Да, этот мальчишка твердо решил не раскрывать рта. Случай, к которому многие мои коллеги-лопухи мечтали бы приложить руки. Подумать только, Сэд, что я оказался таким счастливчиком, а?
Но я раздражаюсь, Сэд, когда подбираюсь к тому моменту, где, по-моему, пора уже взяться за дело и перестать просто любоваться видами. Там, в институте, люди думают, что я вроде как в оплачиваемом отпуске: никто, абсолютно никто не считает это работой, но никто и не знает в точности, что я собираюсь тут делать.

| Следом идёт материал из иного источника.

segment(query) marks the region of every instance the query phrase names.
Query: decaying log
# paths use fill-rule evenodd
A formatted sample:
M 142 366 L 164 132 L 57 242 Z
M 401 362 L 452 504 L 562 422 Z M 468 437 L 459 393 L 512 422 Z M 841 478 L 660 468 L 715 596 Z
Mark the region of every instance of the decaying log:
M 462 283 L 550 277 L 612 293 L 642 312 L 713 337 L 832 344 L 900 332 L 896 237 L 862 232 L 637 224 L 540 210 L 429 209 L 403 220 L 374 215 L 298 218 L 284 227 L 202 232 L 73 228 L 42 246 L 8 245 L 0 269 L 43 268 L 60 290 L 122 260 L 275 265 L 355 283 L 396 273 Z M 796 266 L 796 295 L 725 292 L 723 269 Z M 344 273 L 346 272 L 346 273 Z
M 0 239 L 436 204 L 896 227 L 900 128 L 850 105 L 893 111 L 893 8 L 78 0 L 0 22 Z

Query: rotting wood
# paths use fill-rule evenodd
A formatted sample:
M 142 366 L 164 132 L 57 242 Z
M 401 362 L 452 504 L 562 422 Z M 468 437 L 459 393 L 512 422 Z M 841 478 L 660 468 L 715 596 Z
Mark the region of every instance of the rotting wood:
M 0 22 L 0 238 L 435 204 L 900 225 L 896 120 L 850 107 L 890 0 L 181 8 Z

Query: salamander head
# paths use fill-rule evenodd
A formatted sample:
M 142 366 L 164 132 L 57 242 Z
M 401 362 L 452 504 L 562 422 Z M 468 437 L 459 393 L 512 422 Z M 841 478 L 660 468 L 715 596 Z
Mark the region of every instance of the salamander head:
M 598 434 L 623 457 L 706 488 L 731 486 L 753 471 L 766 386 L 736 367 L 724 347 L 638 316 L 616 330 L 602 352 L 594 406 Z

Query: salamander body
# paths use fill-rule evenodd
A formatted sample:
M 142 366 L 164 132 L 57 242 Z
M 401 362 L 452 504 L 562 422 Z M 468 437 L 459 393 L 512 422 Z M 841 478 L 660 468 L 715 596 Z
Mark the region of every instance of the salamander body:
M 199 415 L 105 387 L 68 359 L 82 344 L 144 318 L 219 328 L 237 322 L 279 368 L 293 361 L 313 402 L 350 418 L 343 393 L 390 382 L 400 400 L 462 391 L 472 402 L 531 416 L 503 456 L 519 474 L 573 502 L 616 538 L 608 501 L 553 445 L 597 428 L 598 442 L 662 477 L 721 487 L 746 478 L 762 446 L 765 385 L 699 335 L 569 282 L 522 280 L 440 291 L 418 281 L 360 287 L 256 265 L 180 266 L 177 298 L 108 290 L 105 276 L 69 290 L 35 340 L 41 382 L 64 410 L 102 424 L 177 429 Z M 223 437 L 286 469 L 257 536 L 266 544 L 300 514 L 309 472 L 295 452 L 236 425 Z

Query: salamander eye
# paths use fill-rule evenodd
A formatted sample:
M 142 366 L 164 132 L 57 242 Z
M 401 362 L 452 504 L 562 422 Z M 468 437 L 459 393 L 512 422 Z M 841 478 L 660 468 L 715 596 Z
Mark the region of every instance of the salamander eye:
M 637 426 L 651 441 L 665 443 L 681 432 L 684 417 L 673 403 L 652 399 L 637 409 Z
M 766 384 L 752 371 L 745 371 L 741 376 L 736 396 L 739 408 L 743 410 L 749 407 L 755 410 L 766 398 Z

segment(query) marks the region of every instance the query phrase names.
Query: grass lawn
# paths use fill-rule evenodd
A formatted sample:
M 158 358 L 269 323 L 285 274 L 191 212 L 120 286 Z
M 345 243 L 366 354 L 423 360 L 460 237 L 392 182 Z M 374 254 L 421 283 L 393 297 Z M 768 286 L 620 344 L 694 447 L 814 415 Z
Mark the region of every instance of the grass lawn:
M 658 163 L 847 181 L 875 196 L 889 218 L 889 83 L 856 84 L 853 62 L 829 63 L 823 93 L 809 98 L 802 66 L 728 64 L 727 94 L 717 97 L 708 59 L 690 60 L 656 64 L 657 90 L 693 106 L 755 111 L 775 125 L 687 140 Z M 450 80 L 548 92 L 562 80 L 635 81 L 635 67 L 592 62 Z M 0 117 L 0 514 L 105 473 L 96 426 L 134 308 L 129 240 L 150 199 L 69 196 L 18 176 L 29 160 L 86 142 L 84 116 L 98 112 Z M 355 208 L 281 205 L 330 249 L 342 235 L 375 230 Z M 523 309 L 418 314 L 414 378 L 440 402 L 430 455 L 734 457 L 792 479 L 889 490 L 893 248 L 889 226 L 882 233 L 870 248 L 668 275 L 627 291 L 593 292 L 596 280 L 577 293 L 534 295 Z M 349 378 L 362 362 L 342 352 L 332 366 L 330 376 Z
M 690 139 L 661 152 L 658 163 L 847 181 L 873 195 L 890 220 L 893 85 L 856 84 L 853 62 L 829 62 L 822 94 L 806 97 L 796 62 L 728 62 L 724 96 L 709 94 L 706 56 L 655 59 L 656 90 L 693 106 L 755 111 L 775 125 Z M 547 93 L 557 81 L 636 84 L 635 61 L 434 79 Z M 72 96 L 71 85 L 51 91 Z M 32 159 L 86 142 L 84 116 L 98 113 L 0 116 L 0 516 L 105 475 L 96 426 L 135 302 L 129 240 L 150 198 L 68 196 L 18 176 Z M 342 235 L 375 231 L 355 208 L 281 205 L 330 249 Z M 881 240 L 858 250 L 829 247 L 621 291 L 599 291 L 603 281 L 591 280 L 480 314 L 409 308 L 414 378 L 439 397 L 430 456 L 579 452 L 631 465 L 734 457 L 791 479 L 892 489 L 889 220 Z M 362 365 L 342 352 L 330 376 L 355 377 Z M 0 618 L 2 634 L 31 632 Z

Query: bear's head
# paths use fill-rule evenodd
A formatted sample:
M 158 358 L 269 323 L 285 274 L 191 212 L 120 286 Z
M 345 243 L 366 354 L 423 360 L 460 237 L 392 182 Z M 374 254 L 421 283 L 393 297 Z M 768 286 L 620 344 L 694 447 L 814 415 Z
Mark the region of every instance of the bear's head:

Я стараюсь не слишком поддаваться панике по поводу результатов, хотя это и нелегко. Боже, да ведь всего минуту назад я еще подумывал, не лучше ли заняться чем-то более традиционным и начать небольшую карточную игру: посмотрим, что это у нас — ваза или парочка, слившаяся во французском поцелуе… Упаси меня боже, упаси его боже! У меня как-никак репутация передовика. Ну вот, мы вышли из хижины часов восемь назад и только что вернулись. Ну, конечно, нельзя сказать, что мы побывали в сердце тьмы, за эти восемь часов мало что обозначилось или решилось, но, Сэд, я же тебе тысячу раз говорил: терпение — превыше всего, а здесь терпение дается само собой. Ну и парочку же мы являли собой — доведись кому-нибудь нас увидать, — ну и зрелище! Стареющий мужик тридцати с гаком, уже лысеющий и нагуливающий брюшко, в компании с этим вялым, худым как щепка белым мышом. Я начинал понимать, почему родителям хотелось, чтобы он заговорил, зажил их социальной жизнью и воплотил бы все их мечты: потому что всем остальным требованиям он полностью отвечает. У него на редкость аристократический вид, который наверняка завоевал пристальное внимание со стороны его ровесников из Лиги плюща.
[15]
Он мне понравился. Понравился настолько, что я попытался найти способ установить с ним такое общение, для которого не требуются слова.